Each row contains information about a single cDNA or EST associated with a gene, thus if a gene has multiple cDNAs or ESTs associated with it, multiple rows will exist for that gene in the file.

A single row contains either information about a cDNA associated with the gene in column 1 or information about an EST associated with the gene in column 1, not both.

Genomic: FBcl <=> acc. ID (genomic_clone_data_*.tsv)

The file reports basic genomic clone data in FlyBase.

Columns are:

  1. Current FlyBase identifier (FBcl#) of genomic clone
  2. Clone name
  3. EMBL/GenBank/DDBJ accession number

References

Combined reference data (Chado XML and Reporting XML)

FlyBase FBrf <=> PubMed ID <=> PMCID <=> DOI (fbrf_pmid_pmcid_doi_fb_*.tsv.gz)

This file lists all publications in the FlyBase bibliography that have a PubMed ID. Additional identifiers are listed as applicable. The FlyBase version during which the pu

Columns are:

  1. FBrf
    The unique FlyBase ID for this publication.
  2. PMID
    The unique PubMed ID for this publication.
  3. PMCID
    The unique PubMed Central ID for this publication, if applicable.
  4. DOI
    The digital object identifier assigned to the publication.
  5. pub_type
    The publication type (for example, paper, review, erratum, abstract, book, etc.)
  6. miniref
    A short citation listing the first author, year of publication, journal, volume, issue and page numbers.
  7. pmid_added
    The FlyBase release in which the publication was first incorporated into the FlyBase bibliography. As this report first generated for fb_2012_01 release, all publications associated with a Pub Med ID prior to this release have pmid_added = fb_2011_10.

Drosophila researchers

Addresses of Drosophila researchers are copyrighted (GSA) material and only provided for official business of the Fly Board.

Map conversion tables

Cytological <=> Sequence (genome-cyto-seq.txt)

This is a tab delimited file that FlyBase uses to relate sequence coordinates from release 5 of the Drosophila melanogaster sequence assembly to published cytogenetic map positions. A description of how this is calculated is provided in section G.5.1. of the Reference manual.

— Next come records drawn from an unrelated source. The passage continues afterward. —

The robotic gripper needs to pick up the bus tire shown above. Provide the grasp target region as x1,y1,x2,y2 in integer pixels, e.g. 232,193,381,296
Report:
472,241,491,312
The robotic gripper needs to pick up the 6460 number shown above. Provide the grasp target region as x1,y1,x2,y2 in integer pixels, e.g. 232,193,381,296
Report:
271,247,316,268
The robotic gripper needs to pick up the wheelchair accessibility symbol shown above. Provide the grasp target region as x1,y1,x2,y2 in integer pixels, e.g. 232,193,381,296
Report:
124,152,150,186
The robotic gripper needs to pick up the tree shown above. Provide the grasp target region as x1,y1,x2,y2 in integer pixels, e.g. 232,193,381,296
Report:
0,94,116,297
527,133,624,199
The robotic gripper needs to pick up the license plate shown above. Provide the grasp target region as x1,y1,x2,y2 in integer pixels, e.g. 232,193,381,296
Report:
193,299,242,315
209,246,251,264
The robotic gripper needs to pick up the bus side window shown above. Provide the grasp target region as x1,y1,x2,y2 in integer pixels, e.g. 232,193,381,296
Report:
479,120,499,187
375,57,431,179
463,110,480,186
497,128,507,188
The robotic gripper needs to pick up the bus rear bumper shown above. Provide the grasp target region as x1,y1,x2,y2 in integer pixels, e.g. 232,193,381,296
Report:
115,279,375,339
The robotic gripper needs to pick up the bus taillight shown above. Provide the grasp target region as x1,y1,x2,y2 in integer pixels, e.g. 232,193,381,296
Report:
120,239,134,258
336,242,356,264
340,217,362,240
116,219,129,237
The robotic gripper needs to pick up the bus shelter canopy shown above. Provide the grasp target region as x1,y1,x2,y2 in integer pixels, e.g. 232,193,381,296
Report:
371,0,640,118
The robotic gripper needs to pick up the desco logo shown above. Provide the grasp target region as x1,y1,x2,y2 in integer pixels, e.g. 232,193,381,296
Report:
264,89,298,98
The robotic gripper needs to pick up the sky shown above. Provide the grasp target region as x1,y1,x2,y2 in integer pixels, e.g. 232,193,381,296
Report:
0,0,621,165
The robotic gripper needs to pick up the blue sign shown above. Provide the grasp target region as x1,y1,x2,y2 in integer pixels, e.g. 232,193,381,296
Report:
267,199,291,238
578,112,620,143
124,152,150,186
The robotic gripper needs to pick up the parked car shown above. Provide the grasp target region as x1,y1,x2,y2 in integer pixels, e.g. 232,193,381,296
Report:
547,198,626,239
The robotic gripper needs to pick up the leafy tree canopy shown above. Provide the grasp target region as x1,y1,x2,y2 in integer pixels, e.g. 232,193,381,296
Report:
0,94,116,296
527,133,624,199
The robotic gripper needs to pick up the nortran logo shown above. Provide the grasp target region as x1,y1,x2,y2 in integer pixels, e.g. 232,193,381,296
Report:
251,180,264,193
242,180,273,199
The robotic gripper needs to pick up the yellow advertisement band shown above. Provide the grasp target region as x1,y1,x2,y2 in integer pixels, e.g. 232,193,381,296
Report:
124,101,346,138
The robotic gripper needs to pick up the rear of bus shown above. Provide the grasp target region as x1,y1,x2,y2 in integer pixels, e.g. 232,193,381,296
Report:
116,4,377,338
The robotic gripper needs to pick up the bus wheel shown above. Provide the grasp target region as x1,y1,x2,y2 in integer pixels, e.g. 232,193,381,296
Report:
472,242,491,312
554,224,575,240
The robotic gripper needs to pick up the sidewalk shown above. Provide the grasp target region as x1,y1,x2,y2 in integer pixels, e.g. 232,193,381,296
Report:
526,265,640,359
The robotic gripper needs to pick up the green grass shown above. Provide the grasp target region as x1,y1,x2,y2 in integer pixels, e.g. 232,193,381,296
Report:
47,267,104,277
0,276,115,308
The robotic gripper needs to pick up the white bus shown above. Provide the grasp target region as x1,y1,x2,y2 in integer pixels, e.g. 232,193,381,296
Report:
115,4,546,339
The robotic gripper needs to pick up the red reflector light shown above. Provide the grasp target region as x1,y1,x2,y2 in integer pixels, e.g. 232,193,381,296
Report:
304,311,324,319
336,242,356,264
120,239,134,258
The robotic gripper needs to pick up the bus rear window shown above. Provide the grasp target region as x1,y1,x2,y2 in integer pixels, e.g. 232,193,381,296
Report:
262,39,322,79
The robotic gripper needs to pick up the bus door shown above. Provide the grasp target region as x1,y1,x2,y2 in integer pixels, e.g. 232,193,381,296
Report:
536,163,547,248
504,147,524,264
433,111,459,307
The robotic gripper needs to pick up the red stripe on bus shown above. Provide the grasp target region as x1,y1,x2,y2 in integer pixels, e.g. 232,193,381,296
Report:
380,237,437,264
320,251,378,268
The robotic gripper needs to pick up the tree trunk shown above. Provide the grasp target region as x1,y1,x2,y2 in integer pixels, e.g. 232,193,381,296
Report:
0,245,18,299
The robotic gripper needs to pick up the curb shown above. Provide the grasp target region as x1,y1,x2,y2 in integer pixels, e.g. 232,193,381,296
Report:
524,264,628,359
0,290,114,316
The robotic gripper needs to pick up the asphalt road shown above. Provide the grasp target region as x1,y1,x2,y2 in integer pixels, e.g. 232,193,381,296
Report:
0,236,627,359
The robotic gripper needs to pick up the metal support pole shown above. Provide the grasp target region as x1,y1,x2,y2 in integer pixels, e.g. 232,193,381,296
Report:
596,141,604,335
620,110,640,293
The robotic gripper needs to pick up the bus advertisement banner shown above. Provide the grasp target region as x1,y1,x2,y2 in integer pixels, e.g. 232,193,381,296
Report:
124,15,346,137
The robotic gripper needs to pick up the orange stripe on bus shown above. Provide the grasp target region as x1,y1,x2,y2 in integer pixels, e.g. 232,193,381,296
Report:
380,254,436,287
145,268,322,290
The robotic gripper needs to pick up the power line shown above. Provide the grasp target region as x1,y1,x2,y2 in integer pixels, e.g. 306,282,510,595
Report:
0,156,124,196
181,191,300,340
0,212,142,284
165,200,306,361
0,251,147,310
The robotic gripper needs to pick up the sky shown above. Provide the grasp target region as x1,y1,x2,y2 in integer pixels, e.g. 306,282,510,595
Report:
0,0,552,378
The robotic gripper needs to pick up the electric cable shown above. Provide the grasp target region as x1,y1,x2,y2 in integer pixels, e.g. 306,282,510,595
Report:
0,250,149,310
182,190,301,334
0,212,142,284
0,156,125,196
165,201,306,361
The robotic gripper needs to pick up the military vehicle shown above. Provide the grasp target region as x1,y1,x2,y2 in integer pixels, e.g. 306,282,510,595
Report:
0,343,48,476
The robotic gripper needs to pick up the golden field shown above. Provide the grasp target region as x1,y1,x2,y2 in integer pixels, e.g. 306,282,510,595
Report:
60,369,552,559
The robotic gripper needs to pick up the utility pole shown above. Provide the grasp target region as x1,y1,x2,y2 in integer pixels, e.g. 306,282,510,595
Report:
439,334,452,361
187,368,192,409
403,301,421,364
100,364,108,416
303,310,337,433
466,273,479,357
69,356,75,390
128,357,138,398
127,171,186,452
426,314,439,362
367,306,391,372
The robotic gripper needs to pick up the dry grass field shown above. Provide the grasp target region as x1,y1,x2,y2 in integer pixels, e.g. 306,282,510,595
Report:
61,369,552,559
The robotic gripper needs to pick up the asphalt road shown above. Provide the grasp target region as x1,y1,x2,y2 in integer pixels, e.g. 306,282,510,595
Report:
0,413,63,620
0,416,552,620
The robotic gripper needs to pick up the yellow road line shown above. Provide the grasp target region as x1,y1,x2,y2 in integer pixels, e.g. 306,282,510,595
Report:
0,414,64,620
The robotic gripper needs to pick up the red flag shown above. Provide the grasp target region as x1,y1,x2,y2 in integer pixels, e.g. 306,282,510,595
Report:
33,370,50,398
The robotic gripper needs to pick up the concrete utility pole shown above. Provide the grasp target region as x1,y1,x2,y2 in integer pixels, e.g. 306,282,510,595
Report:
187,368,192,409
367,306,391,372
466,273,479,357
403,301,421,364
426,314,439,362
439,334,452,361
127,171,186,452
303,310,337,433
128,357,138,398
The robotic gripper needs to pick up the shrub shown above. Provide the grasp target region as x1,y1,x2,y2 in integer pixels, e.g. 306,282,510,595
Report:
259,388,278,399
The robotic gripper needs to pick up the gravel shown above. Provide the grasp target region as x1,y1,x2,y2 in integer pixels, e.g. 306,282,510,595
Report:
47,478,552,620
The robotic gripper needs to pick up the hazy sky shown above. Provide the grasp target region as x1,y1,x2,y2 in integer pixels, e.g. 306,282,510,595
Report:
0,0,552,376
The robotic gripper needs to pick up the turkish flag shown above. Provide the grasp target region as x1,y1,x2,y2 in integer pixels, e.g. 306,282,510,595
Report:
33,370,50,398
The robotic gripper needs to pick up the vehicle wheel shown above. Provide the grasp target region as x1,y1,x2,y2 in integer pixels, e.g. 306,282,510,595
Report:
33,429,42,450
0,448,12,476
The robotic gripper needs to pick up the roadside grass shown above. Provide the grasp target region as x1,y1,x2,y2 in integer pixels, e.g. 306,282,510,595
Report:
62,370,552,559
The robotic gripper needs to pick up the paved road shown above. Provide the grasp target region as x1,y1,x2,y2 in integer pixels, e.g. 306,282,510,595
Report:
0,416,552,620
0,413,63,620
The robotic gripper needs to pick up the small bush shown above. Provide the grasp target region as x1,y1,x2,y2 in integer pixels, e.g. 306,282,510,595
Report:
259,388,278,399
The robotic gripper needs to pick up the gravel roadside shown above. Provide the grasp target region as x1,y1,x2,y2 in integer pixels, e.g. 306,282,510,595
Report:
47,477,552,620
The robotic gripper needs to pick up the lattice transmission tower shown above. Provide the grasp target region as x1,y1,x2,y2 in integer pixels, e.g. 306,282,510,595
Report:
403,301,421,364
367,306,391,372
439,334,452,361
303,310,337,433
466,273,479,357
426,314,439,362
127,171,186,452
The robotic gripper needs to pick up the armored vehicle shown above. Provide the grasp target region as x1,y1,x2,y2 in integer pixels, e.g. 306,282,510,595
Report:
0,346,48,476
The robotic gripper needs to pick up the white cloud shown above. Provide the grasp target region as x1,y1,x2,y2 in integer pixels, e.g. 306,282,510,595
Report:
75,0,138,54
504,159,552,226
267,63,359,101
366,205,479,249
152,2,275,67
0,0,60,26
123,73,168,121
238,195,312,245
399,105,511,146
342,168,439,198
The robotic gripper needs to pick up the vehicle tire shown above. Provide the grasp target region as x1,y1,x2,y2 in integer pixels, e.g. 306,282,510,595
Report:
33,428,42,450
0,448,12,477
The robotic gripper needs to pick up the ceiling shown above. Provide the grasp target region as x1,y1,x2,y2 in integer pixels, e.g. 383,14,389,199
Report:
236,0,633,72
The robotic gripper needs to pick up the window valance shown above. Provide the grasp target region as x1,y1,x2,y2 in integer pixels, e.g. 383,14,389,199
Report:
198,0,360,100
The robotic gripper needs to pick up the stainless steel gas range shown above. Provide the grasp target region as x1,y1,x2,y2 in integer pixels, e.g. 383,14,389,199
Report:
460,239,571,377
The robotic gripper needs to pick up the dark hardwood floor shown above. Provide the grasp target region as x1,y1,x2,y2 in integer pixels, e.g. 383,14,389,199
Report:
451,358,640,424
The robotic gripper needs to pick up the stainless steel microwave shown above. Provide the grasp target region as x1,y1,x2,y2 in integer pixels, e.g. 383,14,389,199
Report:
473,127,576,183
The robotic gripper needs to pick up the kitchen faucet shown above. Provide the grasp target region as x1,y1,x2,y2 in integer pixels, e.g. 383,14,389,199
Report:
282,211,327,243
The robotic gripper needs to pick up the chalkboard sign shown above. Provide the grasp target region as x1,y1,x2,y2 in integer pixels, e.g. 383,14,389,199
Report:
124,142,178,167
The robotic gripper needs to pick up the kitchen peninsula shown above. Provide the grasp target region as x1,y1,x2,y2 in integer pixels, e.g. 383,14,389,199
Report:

The data for each chromosome arm is separated by a line starting with a '#' that lists the name of the chromosome arm and corresponding sequence scaffold.

The columns in the file are:

  1. Cytogenetic map position as described by Bridges.
  2. First sequence coordinate for this map position in the sequence scaffold corresponding this chromosome arm.
  3. Last sequence coordinate for this map position in the sequence scaffold corresponding this chromosome arm.

Cytological <=> Genetic (cytotable.txt)

This is the table that FlyBase uses to infer a genetic map position from a published cytogenetic map position for Drosophila melanogaster.

The first six lines of the file describe the contents of the file or are blank. The data in the file is organized with the cytological position in first four characters of a line followed by a run of spaces and then the genetic map position.


Cyto <=> Genetic <=> Seq (cyto-genetic-seq.tsv)

This is a tab separated file generated from the cytotable.txt and genome-cyto-seq.txt files that infers the relationship between published cytogenetic map positions, genetic map positions and release 5 sequence assembly coordinates for Drosophila melanogaster. Please note that band numbers are not given in this file because they are absent in cytotable.txt.

  1. Cytogenetic map position
  2. Genetic map position
  3. Sequence coordinates (release 5) for the interval

An html version of this file is also available - see the Map Conversion Table page.

Genes map table (gene_map_table_fb_*.tsv)

This is identical to the file listed under the genes section above.